Show answer Define a stick-table on the frontend (stick-table type ip size 100k expire 30s store http_req_rate(10s)), track source IPs (http-request track-sc0 src), and deny requests exceeding the threshold (http-request deny deny_status 429 if { sc_http_req_rate(0) gt 100 }). Clients exceeding the rate get HTTP 429 responses.

Remember: LB distributes for availability+performance. Key: algorithm + L4 vs L7.

Example: HAProxy, nginx (open-source). Cloud: AWS ALB/NLB, GCP LB.

3. How do you implement a canary deployment using HAProxy weight shifting via the runtime API?

Show answer Start with blue at weight 100 and green at weight 0. Gradually shift traffic using the stats socket: "set weight app_servers/green 10", then 50, then 100, and finally "set weight app_servers/blue 0". This progressively routes traffic to the new version without config reload.

Remember: LB distributes for availability+performance. Key: algorithm + L4 vs L7.

Example: HAProxy, nginx (open-source). Cloud: AWS ALB/NLB, GCP LB.

4. What is connection draining and why is it critical during deployments?

Show answer Connection draining allows in-flight requests to complete before removing a backend from the pool. Without it, active connections are terminated mid-request, causing errors. In HAProxy, set server state to drain. In Kubernetes, the terminationGracePeriodSeconds and preStop hooks serve this purpose. Typical drain timeout: 30-60 seconds.

Remember: LB distributes for availability+performance. Key: algorithm + L4 vs L7.

Example: HAProxy, nginx (open-source). Cloud: AWS ALB/NLB, GCP LB.

5. What are the trade-offs of different session persistence methods?

Show answer Cookie-based: most reliable, works through NAT, but requires L7 and adds cookie overhead.
IP-hash: no cookie needed, but clients behind NAT share the same backend, causing imbalance.
URL parameter: application-specific, adds complexity.
No persistence: best for stateless services — simplest, most even distribution. Always prefer stateless architectures when possible to avoid persistence complexity entirely.

Remember: Sticky sessions pin client→server. Breaks LB but needed for stateful apps.

6. What problem does the PROXY protocol solve and how does it work?
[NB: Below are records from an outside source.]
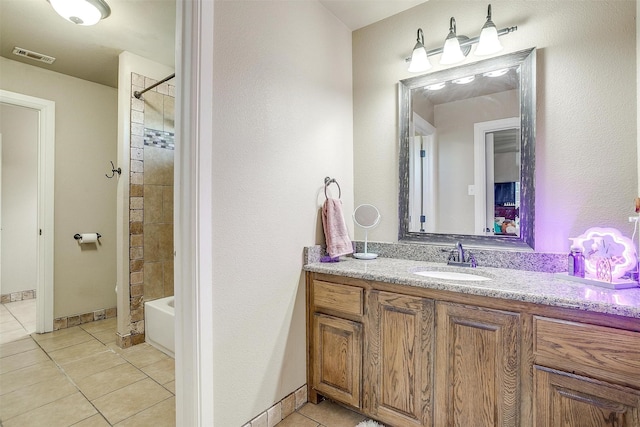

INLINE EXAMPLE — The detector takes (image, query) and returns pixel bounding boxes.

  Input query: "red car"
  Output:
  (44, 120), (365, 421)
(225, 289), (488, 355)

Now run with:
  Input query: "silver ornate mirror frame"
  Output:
(398, 48), (536, 250)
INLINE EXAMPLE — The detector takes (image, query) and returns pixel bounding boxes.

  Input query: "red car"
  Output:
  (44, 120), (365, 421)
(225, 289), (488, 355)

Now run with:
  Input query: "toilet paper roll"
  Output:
(79, 233), (98, 245)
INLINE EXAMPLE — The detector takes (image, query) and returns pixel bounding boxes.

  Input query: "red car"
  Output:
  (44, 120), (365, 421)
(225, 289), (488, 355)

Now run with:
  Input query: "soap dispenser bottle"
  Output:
(568, 245), (584, 277)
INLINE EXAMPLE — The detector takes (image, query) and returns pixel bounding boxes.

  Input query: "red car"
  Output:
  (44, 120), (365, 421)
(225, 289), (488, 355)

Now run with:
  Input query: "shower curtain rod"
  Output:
(133, 73), (176, 99)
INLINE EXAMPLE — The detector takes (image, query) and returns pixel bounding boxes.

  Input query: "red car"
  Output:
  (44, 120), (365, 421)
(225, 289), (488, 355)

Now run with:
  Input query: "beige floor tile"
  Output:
(140, 358), (176, 384)
(73, 414), (112, 427)
(0, 361), (64, 395)
(47, 337), (107, 365)
(80, 317), (118, 334)
(0, 376), (78, 421)
(276, 412), (320, 427)
(0, 325), (29, 344)
(0, 305), (16, 323)
(114, 343), (169, 368)
(31, 326), (95, 353)
(0, 318), (24, 334)
(0, 348), (49, 374)
(111, 397), (176, 427)
(91, 329), (116, 345)
(0, 337), (40, 358)
(76, 363), (147, 400)
(5, 299), (36, 323)
(92, 378), (171, 424)
(298, 400), (366, 427)
(3, 393), (97, 427)
(62, 348), (127, 381)
(22, 322), (36, 335)
(162, 381), (176, 395)
(33, 326), (86, 342)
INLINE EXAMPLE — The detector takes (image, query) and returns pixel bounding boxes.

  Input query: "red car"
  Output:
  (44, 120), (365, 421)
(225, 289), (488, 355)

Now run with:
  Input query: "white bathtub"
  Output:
(144, 297), (176, 357)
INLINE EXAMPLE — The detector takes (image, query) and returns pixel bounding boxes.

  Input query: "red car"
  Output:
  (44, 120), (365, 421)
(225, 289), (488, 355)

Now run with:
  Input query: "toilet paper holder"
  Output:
(73, 233), (102, 240)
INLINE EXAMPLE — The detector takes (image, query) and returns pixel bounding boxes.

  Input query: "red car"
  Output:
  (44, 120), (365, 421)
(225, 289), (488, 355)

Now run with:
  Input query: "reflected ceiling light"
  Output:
(405, 5), (518, 72)
(475, 5), (502, 56)
(483, 68), (509, 77)
(440, 17), (468, 65)
(425, 82), (447, 90)
(48, 0), (111, 25)
(408, 28), (431, 73)
(451, 76), (476, 85)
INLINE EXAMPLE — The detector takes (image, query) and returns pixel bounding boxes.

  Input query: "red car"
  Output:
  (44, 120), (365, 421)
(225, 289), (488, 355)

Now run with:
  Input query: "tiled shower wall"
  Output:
(127, 73), (175, 346)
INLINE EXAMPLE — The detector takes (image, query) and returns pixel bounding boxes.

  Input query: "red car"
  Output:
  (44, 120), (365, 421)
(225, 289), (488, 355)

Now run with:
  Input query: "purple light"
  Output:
(571, 227), (636, 280)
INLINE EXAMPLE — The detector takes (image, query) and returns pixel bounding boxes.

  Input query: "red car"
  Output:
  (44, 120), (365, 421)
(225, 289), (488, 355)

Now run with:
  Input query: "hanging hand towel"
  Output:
(322, 199), (353, 258)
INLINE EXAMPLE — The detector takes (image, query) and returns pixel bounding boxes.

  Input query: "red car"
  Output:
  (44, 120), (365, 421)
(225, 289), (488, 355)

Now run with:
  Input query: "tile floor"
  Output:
(276, 400), (367, 427)
(0, 300), (175, 427)
(0, 299), (365, 427)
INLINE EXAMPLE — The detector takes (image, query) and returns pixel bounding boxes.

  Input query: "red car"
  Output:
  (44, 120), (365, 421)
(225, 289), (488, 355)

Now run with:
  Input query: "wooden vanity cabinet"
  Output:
(307, 280), (364, 408)
(364, 291), (434, 426)
(534, 317), (640, 427)
(307, 273), (640, 427)
(434, 302), (520, 427)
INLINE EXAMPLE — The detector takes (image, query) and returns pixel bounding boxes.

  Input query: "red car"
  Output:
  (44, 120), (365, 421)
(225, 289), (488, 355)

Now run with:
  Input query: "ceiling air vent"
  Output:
(13, 47), (56, 64)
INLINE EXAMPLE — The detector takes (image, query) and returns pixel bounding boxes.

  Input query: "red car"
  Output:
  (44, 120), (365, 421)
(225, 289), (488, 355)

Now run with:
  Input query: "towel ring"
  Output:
(324, 177), (342, 199)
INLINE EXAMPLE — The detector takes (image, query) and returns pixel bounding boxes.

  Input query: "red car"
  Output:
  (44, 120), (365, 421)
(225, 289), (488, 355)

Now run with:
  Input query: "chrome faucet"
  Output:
(447, 242), (478, 268)
(456, 242), (465, 262)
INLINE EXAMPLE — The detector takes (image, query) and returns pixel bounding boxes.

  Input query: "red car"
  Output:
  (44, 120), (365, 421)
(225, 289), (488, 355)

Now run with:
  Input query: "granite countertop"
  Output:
(304, 257), (640, 319)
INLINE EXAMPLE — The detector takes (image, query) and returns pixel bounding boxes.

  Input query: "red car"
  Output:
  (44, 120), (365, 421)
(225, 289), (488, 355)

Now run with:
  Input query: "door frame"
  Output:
(473, 117), (520, 236)
(0, 89), (56, 333)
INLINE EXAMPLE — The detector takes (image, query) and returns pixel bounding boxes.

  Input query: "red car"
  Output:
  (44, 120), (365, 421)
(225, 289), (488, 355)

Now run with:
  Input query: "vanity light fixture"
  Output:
(409, 28), (432, 73)
(475, 5), (502, 56)
(48, 0), (111, 25)
(405, 5), (518, 72)
(440, 17), (471, 65)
Show answer When a Layer 4 proxy terminates TCP, the backend loses the real client IP. PROXY protocol prepends a one-line header (v1 text or v2 binary) with client IP/port before the first data byte. Both proxy and backend must enable it — a mismatch breaks the connection.

Remember: LB distributes for availability+performance. Key: algorithm + L4 vs L7.

Example: HAProxy, nginx (open-source). Cloud: AWS ALB/NLB, GCP LB.